When organizations don’t provide financials and other information to be able to do reports, Taylor said WGA officials believe it’s their responsibility to let the public know, that these groups refused to give information that they need.
Taylor said he’s more confused than surprised by some charities on this list. “All these organizations seem to have the wherewithal and resources available to them. They have what it takes to provide the information if they choose, they’re just choosing not to provide the information, to an organization I believe is very credible, very fair, willing to work with groups. “We’re not out to say gotcha to any charity that goes through the process,” he said, adding that any nonprofit can go through the process free of charge and WGA will post its report for free.
Tax forms and audited financial statements for a number of these organizations can be found on their websites but the evaluation by WGA goes beyond merely providing policies and financials as part of a review that includes 20 standards that must be met. For example, WGA requests a charity’s solicitation letters to ensure appeals are not misleading or inaccurate, especially if joint cost allocation is involved; when board meetings are held and if they are scheduled throughout the year; cause-related marketing relationships, and conflicts of interest and if they are material.
“They could very well have some or all of that information on their website but they need more if they’re going to meet our standards, and not rely on what publicly available information is out there,” Taylor said. “Our reviews cover far more territory than what’s on a 990,” he said.

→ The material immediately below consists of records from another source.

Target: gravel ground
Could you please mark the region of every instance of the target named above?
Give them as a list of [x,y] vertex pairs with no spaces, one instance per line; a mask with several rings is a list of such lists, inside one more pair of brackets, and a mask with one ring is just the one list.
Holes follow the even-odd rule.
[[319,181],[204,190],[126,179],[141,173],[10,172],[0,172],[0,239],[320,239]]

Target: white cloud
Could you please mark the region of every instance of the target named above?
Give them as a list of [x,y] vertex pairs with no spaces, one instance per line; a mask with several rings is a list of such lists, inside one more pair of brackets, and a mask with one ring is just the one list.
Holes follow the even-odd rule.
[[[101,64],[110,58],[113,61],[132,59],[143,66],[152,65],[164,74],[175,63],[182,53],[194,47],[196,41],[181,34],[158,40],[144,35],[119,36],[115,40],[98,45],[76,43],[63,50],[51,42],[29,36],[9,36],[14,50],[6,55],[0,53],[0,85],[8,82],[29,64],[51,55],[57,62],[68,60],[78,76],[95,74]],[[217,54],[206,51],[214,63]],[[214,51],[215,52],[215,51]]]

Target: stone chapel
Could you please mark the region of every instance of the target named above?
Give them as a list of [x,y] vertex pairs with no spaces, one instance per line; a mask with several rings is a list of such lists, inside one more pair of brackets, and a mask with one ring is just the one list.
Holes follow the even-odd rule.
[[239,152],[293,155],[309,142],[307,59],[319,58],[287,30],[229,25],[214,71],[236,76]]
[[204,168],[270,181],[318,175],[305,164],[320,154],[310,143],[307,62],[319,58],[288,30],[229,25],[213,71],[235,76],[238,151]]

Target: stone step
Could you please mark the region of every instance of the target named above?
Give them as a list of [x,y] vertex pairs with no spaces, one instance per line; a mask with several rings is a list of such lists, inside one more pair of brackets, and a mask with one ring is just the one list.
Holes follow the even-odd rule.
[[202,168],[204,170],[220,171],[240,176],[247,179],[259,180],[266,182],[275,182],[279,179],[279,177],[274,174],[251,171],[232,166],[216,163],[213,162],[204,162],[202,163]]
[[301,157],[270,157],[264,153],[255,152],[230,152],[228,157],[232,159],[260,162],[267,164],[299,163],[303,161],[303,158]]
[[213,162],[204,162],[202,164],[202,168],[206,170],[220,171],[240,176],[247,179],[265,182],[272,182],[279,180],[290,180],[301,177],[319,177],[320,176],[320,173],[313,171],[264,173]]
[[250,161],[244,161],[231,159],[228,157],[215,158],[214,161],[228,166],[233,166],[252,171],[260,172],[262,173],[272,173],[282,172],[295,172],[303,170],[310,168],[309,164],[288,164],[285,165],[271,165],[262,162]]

Each organization received three letters seeking information over a period of two months, the last of which was certified. Typically, WGA will not receive any reply, other times they might receive a letter saying that they won’t provide the information, according to Taylor.

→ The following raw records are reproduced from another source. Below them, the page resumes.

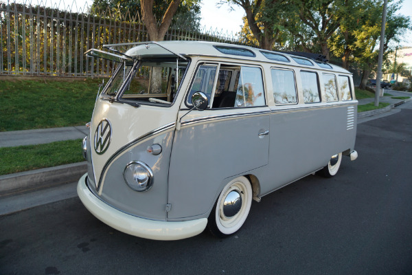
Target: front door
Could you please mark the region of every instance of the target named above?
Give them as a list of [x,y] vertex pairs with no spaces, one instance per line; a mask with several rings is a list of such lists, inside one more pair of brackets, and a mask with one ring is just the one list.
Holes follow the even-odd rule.
[[[209,71],[214,69],[211,78]],[[214,83],[214,93],[199,79],[201,74],[207,77],[205,81]],[[208,94],[211,102],[206,110],[185,116],[174,135],[168,181],[169,219],[207,212],[227,179],[268,164],[270,109],[266,106],[262,69],[202,64],[196,78],[188,95],[200,90]],[[218,98],[219,87],[226,89],[218,93],[221,98]],[[179,118],[190,107],[187,98]]]

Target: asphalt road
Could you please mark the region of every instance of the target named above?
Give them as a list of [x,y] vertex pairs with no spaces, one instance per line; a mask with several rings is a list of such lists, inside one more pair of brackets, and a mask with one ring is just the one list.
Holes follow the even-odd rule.
[[358,125],[355,162],[253,201],[234,236],[156,241],[78,198],[0,217],[0,274],[412,274],[412,102]]

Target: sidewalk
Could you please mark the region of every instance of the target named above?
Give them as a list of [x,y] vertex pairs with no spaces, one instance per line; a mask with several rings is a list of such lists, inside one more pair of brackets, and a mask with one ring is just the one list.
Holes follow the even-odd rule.
[[0,132],[0,148],[77,140],[84,138],[88,133],[86,126]]
[[[411,93],[388,92],[395,94],[396,96],[412,97]],[[411,99],[396,100],[391,98],[391,96],[381,97],[379,98],[380,102],[389,103],[390,105],[383,109],[358,113],[358,118],[375,116],[389,111],[409,100]],[[374,98],[361,99],[358,102],[359,105],[366,104],[374,102]],[[88,132],[89,129],[85,126],[0,132],[0,147],[76,140],[83,138]],[[87,164],[83,162],[0,176],[0,215],[33,207],[34,203],[32,201],[30,196],[35,192],[42,192],[42,190],[45,190],[45,195],[43,197],[51,197],[48,200],[45,199],[45,203],[75,197],[73,186],[76,186],[76,182],[86,171]],[[69,188],[69,186],[71,187]],[[71,191],[67,191],[68,188]],[[48,193],[52,195],[47,195]],[[60,193],[63,195],[60,197],[56,195]]]

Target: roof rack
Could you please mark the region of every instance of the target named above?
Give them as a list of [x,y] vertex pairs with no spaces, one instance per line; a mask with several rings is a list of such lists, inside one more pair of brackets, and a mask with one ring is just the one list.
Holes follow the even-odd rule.
[[326,56],[319,54],[312,54],[311,52],[280,52],[284,54],[292,54],[297,56],[303,56],[308,58],[312,59],[315,61],[321,62],[328,62],[329,60],[326,59]]

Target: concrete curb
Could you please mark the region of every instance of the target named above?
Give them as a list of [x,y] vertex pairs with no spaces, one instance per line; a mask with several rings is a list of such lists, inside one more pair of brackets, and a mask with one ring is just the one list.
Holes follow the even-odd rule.
[[[401,100],[382,109],[358,113],[358,118],[389,111],[396,106],[411,100]],[[0,198],[15,193],[76,182],[87,170],[87,162],[83,162],[0,176]]]
[[87,170],[87,162],[0,176],[0,197],[78,181]]
[[390,105],[388,105],[385,108],[377,109],[376,110],[366,111],[364,112],[358,113],[358,118],[367,118],[368,116],[376,116],[376,115],[378,115],[380,113],[386,113],[387,111],[391,111],[392,109],[395,108],[396,107],[398,107],[398,106],[402,104],[404,102],[410,101],[410,100],[411,100],[411,98],[407,99],[404,100],[400,100],[399,102],[391,104]]

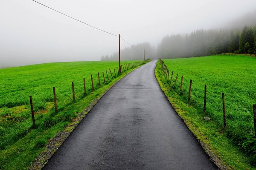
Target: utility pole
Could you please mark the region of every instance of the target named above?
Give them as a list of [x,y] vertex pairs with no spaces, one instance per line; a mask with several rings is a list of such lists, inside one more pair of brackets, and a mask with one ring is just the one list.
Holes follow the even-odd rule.
[[121,73],[121,55],[120,54],[120,34],[119,34],[119,72]]
[[144,62],[145,62],[145,49],[144,49]]

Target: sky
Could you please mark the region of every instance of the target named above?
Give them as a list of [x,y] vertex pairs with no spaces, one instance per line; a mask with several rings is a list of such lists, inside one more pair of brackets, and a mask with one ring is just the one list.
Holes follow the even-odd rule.
[[[157,46],[166,35],[221,28],[256,10],[255,0],[36,0],[114,34]],[[121,40],[121,48],[129,45]],[[99,60],[118,37],[32,0],[0,0],[0,68]]]

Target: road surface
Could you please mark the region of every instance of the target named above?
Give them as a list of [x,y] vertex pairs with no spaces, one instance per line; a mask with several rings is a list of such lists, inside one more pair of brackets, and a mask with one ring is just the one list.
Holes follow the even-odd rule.
[[43,169],[217,169],[161,91],[156,62],[113,86]]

The top 10 list at one point was 20 but half of the organizations responded to a final opportunity to disclose and were removed.
The charities aren’t just snubbing WGA when they don’t respond but also donors, Taylor argues, because they’re the ones who approach the alliance requesting an evaluation of a specific charity.

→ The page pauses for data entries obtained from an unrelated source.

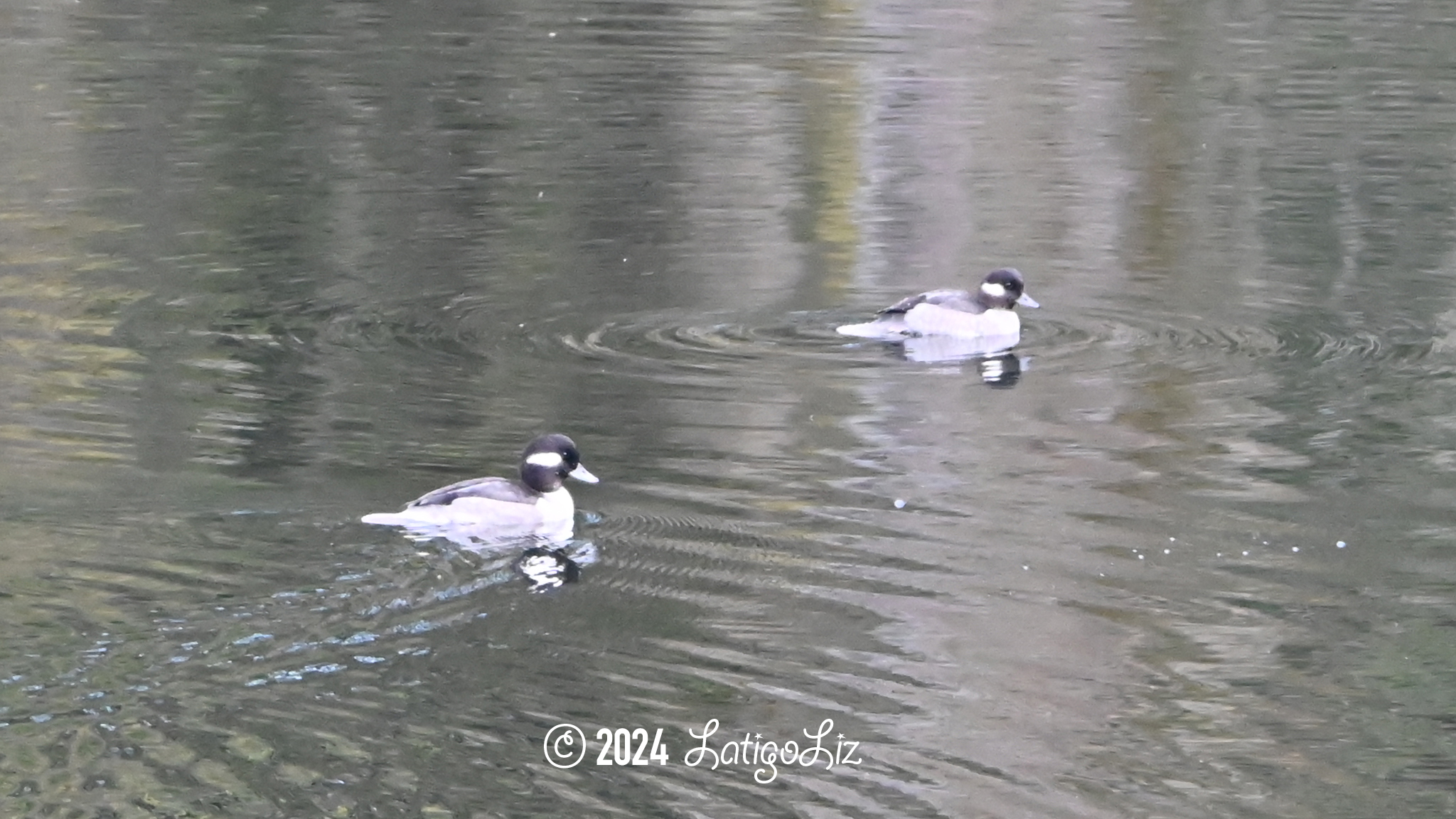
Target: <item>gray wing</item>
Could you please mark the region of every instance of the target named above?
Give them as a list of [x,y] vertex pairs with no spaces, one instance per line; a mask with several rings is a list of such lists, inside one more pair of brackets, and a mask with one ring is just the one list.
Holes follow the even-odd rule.
[[463,497],[483,497],[505,503],[531,503],[536,500],[536,493],[505,478],[470,478],[469,481],[459,481],[448,487],[428,491],[406,503],[405,509],[412,506],[446,506]]
[[927,293],[920,293],[916,296],[907,296],[900,299],[894,305],[890,305],[879,315],[887,313],[909,313],[911,307],[917,305],[938,305],[941,307],[948,307],[951,310],[960,310],[962,313],[984,313],[986,306],[971,297],[965,290],[930,290]]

He is unconcerned about any criticism WGA might sustain by pointing a finger at charities. “Transparency is the fundamental tool that donors must have to really understand whether a charity is worthy of their support,” he said.
The Federal Trade Commission (FTC), in conjunction with state charity officials in all 50 states, last year announced a historic case against four charities related to the fraudulent Cancer Fund of America. Three of the four charities were on WGA’s nondisclosure list, Taylor said, and if the public had known that, they might not have donated to them.
When he started at WGA, Taylor said it became clear that donors have very different relationships with nonprofits than they do with businesses and consumers. “A business owner and consumer can tell you directly whether they’re satisfied with a product. A donor to a charity, that relationship with the product doesn’t exist, there’s no way for the donor to generally know what’s happening. They have to trust that charity is delivering on its promise.”
Editor’s note: This story was updated on Aug. 25 at 5 p.m. to reflect comments from a representative of Dana-Farber Cancer Institute, and on Aug. 26 at 8:45 a.m. with information from the U.S. Holocaust Memorial Museum and the Kennedy Center for the Arts.